VAKFIMIZ İÇİN KAPATMA DAVASI AÇILDI
İLKAV’a Kapatma Davası Açıldı
28 Şubat’ın yıldönümünde, özgürleşme olarak nitelenen AB sürecinde, Vakıflara ve düşünceye baskılar sürüyor.
Düzenlediği eğitim panelinde ifade edilen görüşler sebebiyle İlmi ve Kültürel Araştırmalar Vakfı (İLKAV) susturulmak isteniyor.
Davayı, M. Ali Birant’ın tahrikiyle, M. Ali Şahin Açtırdı
Davayı açan ise savcılık değil, M. Ali Şahin’in harekete geçirdiği Vakıflar Genel Müdürlüğü.
Ankara’da, ilgi toplayan ilmi ve kültürel çalışmaları, adalet ve özgürlük eksenli kitlesel etkinlikleriyle öne çıkan İLKAV’ın kapatılmak istenmesi 28 Şubat sürecinin devam ettiğini gösteriyor. Çünkü ezilenler yetki elde ettiklerinde ezenleri gibi davranmaya başlıyor. Siyasi hesaplar ahlaki ve hukuki ilkelerin önüne geçiyor, değerler aşınıyor ve metalaşıyor.

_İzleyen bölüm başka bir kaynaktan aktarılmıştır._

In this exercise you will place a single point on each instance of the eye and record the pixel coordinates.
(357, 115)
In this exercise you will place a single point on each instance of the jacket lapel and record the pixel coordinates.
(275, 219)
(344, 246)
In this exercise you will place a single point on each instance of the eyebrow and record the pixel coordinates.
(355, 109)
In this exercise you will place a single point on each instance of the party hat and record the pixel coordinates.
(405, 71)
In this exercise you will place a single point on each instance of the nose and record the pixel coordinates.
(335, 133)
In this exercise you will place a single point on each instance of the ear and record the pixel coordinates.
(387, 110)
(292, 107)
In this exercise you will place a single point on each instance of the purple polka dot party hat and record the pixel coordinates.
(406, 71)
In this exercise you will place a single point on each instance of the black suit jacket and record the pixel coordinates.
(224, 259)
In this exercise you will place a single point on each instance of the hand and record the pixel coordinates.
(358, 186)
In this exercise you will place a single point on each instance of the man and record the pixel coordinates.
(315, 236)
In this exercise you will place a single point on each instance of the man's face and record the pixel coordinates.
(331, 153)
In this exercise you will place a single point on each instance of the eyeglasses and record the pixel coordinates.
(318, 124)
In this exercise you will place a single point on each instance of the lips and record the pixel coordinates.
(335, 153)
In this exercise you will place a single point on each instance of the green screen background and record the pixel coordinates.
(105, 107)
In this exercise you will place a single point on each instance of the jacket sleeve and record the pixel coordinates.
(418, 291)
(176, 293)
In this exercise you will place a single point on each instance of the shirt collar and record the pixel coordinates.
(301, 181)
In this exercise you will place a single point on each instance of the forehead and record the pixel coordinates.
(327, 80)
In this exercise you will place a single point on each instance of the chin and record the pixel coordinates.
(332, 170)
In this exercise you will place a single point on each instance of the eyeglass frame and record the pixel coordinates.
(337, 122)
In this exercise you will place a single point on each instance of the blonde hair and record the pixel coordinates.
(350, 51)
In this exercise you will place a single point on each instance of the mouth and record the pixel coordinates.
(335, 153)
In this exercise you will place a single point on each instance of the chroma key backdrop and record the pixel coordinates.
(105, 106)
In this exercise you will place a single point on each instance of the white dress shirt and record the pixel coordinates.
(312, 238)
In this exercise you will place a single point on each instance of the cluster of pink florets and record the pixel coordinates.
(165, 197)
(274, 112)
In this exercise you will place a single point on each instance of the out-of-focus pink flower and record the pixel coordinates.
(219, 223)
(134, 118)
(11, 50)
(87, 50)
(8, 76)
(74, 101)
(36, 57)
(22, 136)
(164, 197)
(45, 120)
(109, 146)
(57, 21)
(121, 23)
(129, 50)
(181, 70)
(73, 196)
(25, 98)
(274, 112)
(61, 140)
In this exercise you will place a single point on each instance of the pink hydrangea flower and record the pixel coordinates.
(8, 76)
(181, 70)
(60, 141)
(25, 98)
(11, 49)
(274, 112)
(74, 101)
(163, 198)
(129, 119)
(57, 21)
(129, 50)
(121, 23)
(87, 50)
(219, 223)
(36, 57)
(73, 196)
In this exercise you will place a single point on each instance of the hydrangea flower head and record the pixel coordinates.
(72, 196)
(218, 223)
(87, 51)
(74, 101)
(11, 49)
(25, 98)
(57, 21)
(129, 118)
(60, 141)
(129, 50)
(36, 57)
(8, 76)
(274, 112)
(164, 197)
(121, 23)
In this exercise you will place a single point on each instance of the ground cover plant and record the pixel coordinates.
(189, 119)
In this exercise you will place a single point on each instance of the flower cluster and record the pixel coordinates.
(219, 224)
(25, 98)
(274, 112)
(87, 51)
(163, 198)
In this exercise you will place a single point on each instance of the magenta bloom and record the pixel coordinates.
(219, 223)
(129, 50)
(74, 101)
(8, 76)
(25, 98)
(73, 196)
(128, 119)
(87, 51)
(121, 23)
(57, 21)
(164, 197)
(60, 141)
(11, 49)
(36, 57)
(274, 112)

Vakıflardan sorumlu devlet bakanı Mehmet Ali Şahin'in uyarısıyla Vakıflar Genel Müdürlüğü, İLKAV'a, 03 Aralık 2006’da düzenlediği, konuşmacı ve katılımcılarının arasında akademisyenlerin, yazarların ve eğitimcilerin de bulunduğu "Resmi İdeoloji Kıskacında Eğitim Sistemi ve Din Eğitimi" konulu panelden sonra soruşturma başlatmış ve bu soruşturma sonunda da vakfa kapatılma davası açılmıştır. AKP’nin atadığı Vakıflar Genel Müdürü’nün görevlendirmesiyle mahkemeye verilen İLKAV’ın “dağıtılması” istemli dava dilekçesinde, kartel medyasının “panelin açılışında Kur’an okunmasını” suç gibi gösteren ifadelerine de yer verildi. Üstelik, MGV (Milli Gençlik Vakfı) hakkında 28 Şubat sürecinde verilen kapatma kararı da haklı görülerek, İLKAV’ın da kapatılması için örnek alınması gereken emsal karar olarak gösterildi.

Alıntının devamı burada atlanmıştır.